Imagine a small concert venue, hosting 900 people, give or take. That’s about the number of passengers and crew on a small cruise ship, or of students attending the average U.S. public high school. A group that size collectively holds more wealth than the bottom half of the country combined, because that’s roughly how many billionaires live in the U.S. But a new bill is asking the people in that hypothetical cruise ship, concert venue, or high school to chip in, and to bankroll multi-thousand-dollar checks for millions of middle-class Americans.

Sen. Bernie Sanders and Rep. Ro Khanna introduced the “Make Billionaires Pay Their Fair Share Act” on Monday, a proposed 5% annual wealth tax on individuals with a net worth of $1 billion or more. Sanders estimates a total of 938 billionaires live in the U.S. and hold a collective $8.2 trillion.

That $8.2 trillion won’t only go into the government’s coffers. The proposed bill has some of that revenue going back into your pockets. In its first year, tax revenue would go toward a one-time $3,000 check for every person living in a lower- or middle-income household, or those earning $150,000 or less.
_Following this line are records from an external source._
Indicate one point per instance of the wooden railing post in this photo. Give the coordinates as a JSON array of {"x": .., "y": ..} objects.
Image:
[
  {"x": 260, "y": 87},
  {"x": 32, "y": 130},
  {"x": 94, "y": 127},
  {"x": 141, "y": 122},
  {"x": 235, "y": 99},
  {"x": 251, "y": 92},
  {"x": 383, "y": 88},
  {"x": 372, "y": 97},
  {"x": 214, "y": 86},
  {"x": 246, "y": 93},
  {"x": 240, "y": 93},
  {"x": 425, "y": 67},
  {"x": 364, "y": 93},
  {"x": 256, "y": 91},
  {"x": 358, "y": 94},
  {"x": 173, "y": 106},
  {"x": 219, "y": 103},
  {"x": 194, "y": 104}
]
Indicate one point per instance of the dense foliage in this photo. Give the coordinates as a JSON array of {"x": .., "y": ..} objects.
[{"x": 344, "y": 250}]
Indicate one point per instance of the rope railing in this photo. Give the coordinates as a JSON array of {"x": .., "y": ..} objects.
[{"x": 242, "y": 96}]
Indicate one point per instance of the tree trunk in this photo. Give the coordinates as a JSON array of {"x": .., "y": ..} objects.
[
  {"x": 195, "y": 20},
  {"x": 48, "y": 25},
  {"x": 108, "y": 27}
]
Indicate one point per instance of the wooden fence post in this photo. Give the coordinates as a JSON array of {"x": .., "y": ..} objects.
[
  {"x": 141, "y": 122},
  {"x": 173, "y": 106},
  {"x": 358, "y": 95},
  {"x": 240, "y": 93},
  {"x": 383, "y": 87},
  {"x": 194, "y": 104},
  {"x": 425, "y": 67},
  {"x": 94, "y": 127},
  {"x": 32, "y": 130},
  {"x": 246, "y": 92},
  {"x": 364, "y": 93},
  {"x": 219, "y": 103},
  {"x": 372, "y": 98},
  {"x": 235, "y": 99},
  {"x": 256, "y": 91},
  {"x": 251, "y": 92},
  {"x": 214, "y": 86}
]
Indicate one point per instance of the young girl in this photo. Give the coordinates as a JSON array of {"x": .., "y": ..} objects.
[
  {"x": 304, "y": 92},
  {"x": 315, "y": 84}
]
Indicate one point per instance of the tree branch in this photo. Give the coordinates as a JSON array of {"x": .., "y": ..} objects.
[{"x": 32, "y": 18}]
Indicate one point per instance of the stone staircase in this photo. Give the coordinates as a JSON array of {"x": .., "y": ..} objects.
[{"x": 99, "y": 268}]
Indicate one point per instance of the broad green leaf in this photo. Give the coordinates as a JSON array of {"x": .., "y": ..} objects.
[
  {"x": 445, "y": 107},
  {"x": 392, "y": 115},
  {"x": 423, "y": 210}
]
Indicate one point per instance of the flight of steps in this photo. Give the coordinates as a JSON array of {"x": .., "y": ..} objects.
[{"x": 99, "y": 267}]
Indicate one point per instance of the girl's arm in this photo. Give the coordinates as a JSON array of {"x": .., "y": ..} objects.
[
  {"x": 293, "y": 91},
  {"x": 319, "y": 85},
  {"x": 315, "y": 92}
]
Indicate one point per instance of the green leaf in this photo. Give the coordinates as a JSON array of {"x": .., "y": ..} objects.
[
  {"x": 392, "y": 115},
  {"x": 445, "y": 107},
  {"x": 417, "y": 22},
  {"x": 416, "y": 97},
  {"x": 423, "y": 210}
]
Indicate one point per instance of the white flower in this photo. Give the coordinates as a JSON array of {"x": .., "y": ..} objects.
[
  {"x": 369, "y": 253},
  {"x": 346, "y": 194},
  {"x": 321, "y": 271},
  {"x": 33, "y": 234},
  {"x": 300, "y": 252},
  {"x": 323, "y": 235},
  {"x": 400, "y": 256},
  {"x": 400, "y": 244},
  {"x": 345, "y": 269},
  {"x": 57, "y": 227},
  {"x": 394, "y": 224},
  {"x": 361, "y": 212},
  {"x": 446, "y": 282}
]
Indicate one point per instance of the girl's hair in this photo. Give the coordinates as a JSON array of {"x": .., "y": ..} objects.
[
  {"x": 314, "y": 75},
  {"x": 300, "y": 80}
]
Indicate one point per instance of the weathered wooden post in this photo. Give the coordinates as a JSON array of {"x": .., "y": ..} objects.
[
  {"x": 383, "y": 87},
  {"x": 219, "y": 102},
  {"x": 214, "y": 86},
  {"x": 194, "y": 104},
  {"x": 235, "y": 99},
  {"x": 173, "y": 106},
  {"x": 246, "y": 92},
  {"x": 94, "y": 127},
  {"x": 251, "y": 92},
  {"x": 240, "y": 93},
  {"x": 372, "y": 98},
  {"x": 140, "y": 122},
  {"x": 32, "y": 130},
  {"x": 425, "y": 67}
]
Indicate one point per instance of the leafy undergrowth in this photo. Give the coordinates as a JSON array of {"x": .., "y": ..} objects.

While the legislation faces steep odds given Republican control of the House and Senate, the bill follows a trend of proposals aimed at redistributing billionaire wealth. A major labor union introduced a California billionaire tax ballot initiative of similar stature—a 5% tax on those with a net worth of $1 billion or more in the state—though framed as a one-time tax rather than a recurring one. That bill has ignited an exodus from the state, with Google cofounders Sergey Brin and Larry Page among those who have announced their departures. The Biden administration in 2023 introduced a similar bill—a 20% minimum income tax for households with a net worth of $100 million or more—though with little success.